American operatic baritone (born 1988)

Will Liverman (born May 10, 1988) is an American operatic baritone, described by NPR as 'a new, exciting voice in the opera world'. He has appeared with companies including the Metropolitan Opera, Lyric Opera of Chicago, Dutch National Opera and the BBC Proms. At the Metropolitan Opera, he has performed in several company premieres, including Marnie, Akhnaten', Fire Shut Up in My Bones', and X: The Life and Times of Malcom X. A recipient of the Metropolitan Opera's Beverly Sills Artist Award, Liverman has been nominated for 5 Grammy Awards and has won for Best Opera Recording (Fire Shut Up in My Bones) in 2023.

==Education==

Liverman holds a Master of Music degree from The Juilliard School, where he was a student of Cynthia Hoffmann, and a Bachelor of Music degree from Wheaton College in Illinois.
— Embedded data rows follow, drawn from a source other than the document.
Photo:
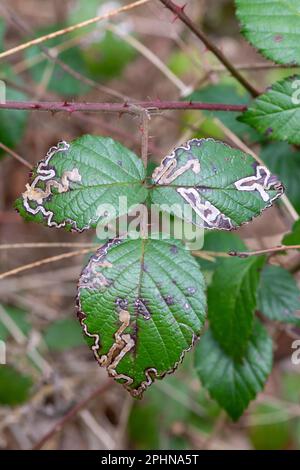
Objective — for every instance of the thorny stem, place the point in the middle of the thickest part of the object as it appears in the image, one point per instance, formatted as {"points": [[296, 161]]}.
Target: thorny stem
{"points": [[156, 105], [276, 249], [179, 12], [71, 414]]}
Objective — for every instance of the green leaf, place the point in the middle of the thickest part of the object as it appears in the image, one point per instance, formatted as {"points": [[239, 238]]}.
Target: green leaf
{"points": [[272, 27], [19, 317], [105, 54], [284, 161], [63, 334], [223, 187], [107, 58], [270, 428], [73, 182], [219, 242], [141, 304], [293, 238], [12, 123], [276, 113], [46, 71], [15, 387], [232, 301], [279, 295], [233, 383], [225, 93]]}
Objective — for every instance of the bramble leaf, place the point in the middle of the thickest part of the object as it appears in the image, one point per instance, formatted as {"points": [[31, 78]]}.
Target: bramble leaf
{"points": [[74, 179], [141, 304], [284, 160], [223, 187], [279, 295], [272, 27], [15, 387], [276, 112], [231, 302], [233, 383]]}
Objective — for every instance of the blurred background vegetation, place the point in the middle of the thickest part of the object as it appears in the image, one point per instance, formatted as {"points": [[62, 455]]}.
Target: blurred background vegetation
{"points": [[50, 370]]}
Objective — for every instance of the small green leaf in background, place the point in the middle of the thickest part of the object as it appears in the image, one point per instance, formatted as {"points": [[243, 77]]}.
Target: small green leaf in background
{"points": [[269, 429], [46, 71], [293, 238], [63, 334], [105, 54], [233, 383], [227, 94], [89, 172], [15, 387], [224, 187], [279, 295], [276, 113], [19, 317], [272, 27], [145, 300], [284, 161], [231, 302]]}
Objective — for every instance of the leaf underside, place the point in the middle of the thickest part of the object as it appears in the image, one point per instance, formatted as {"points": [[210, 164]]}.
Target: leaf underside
{"points": [[141, 304], [224, 187], [275, 113], [272, 27], [70, 183]]}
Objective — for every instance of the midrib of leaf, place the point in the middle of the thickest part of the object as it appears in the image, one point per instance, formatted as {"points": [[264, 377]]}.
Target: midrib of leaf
{"points": [[119, 168]]}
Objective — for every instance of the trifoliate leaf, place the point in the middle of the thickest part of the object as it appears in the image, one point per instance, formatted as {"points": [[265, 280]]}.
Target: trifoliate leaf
{"points": [[213, 185], [232, 301], [276, 113], [272, 27], [80, 183], [279, 295], [233, 383], [141, 304]]}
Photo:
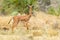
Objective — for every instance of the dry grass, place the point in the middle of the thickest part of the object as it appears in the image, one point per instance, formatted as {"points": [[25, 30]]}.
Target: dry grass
{"points": [[47, 26]]}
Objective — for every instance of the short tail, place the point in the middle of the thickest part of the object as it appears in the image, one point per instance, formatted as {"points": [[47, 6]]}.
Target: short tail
{"points": [[9, 21]]}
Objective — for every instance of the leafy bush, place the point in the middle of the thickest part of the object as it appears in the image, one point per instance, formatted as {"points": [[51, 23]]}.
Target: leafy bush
{"points": [[53, 11], [17, 5]]}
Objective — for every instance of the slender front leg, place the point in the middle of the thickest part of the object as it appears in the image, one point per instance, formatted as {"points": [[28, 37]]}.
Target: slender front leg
{"points": [[26, 25], [15, 22]]}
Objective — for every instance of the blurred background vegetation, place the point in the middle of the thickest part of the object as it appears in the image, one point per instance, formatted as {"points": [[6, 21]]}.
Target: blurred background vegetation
{"points": [[12, 7]]}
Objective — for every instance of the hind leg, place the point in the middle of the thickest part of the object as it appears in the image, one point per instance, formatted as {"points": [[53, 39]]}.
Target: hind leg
{"points": [[15, 22]]}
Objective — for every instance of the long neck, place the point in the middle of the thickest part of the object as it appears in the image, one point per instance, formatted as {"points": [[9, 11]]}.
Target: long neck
{"points": [[30, 11]]}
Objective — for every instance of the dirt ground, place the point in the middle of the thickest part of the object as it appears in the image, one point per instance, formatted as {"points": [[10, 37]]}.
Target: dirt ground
{"points": [[41, 27]]}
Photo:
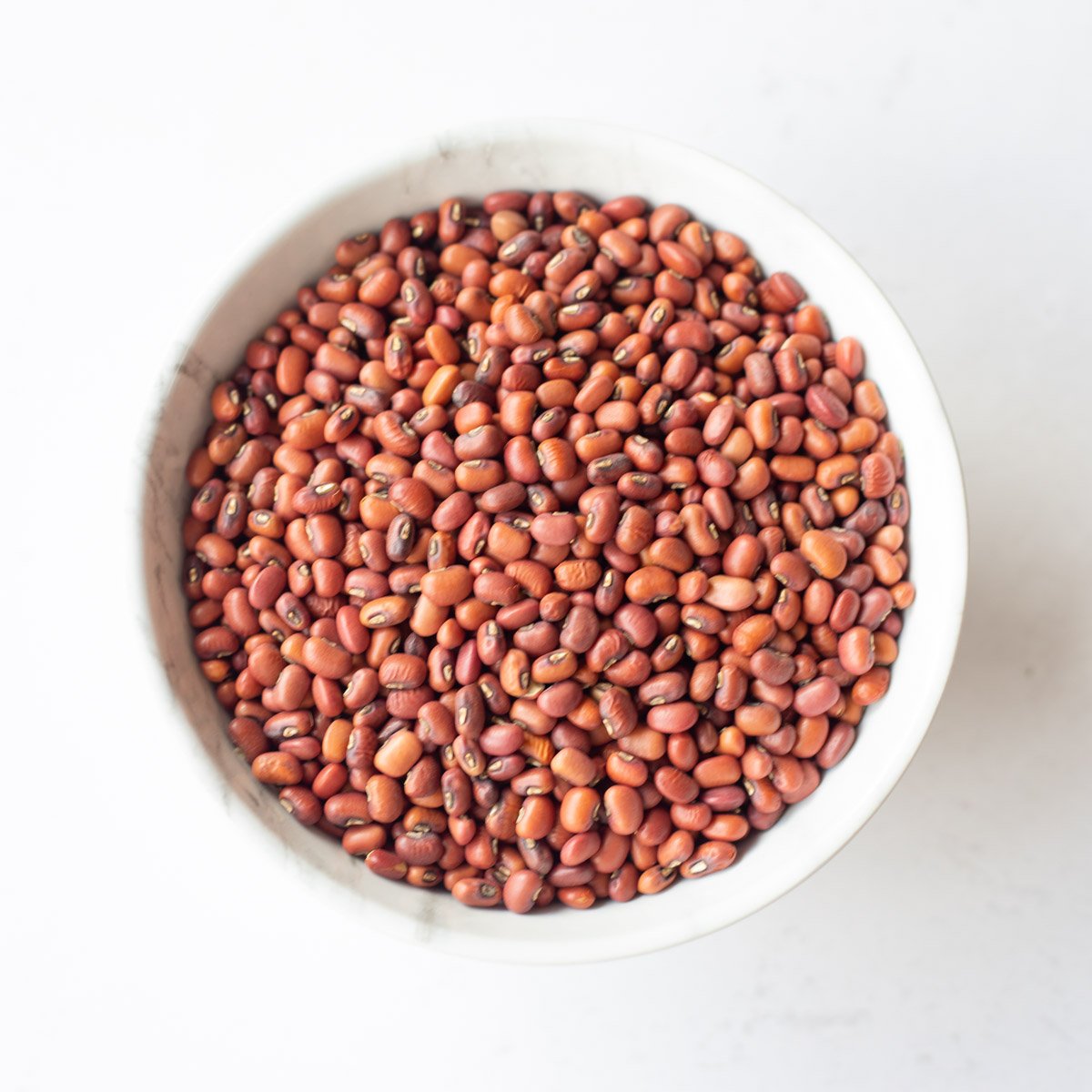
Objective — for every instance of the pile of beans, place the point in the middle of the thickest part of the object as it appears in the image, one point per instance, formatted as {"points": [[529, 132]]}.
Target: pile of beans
{"points": [[545, 550]]}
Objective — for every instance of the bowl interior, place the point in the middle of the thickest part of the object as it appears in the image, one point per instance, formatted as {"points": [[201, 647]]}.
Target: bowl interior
{"points": [[604, 163]]}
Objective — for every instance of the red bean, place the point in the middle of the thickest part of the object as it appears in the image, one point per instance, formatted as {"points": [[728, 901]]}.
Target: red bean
{"points": [[544, 551]]}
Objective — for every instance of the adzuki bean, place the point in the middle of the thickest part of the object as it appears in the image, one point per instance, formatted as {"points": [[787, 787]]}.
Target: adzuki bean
{"points": [[544, 551]]}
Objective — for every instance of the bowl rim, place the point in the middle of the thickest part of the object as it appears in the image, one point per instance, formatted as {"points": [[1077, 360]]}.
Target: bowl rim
{"points": [[405, 157]]}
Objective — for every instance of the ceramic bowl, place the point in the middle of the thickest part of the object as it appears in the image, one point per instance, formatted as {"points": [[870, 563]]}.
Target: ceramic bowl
{"points": [[603, 162]]}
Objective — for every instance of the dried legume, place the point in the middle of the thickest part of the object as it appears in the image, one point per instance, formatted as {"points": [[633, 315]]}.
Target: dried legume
{"points": [[545, 551]]}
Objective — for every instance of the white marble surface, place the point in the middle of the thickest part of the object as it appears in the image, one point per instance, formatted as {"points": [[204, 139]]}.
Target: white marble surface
{"points": [[947, 947]]}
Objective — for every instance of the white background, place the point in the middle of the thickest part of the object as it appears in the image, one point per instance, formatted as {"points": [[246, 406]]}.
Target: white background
{"points": [[148, 147]]}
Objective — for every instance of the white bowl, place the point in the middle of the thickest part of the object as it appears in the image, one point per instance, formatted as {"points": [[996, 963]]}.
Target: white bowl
{"points": [[604, 162]]}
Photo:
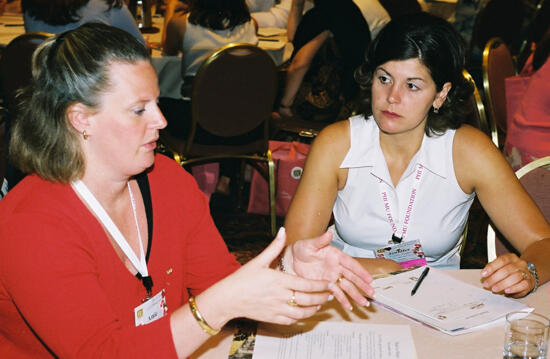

He is an alumnus of the Ryan Opera Center.

==Career==
===Opera===
Liverman's major operatic appearances to date include playing Malcolm X in the Metropolitan Opera's 2023 production of X: The Life and Times of Malcolm X, music by Anthony Davis, libretto by Thulani Davis; and the lead in the Metropolitan Opera's 2021 production of Fire Shut Up in My Bones. The production, which opened the 2021–2022 season, featured an all-black cast, and was the first opera by a black composer to be performed at the Metropolitan Opera. Liverman retained the role in the 2022 Lyric Opera of Chicago production of the same opera.

===Composing===
Liverman collaborated with DJ and recording artist K-Rico to create a non-traditional opera The Factotum. Inspired by Rossini's The Barber of Seville, it takes place in a barbershop in present-day Chicago. As well as operatic singing, The Factotum features gospel, R&B and hip hop music, among other genres. Liverman described the work as 'a celebration of being black'.

===Other work===
Liverman's 2021 album, Dreams of a New Day: Songs by Black Composers, a collaboration with pianist Paul Sanchez, made it to number one on Billboard's Traditional Classical Albums chart. It has also been nominated for the Grammy Award for Best Classical Solo Vocal Album.

Norman Lebrecht, writing in The Critic, described his 'pleasure and affirmation' in listening to the album, and wrote: 'Liverman summons up a gamut of emotions and colours'.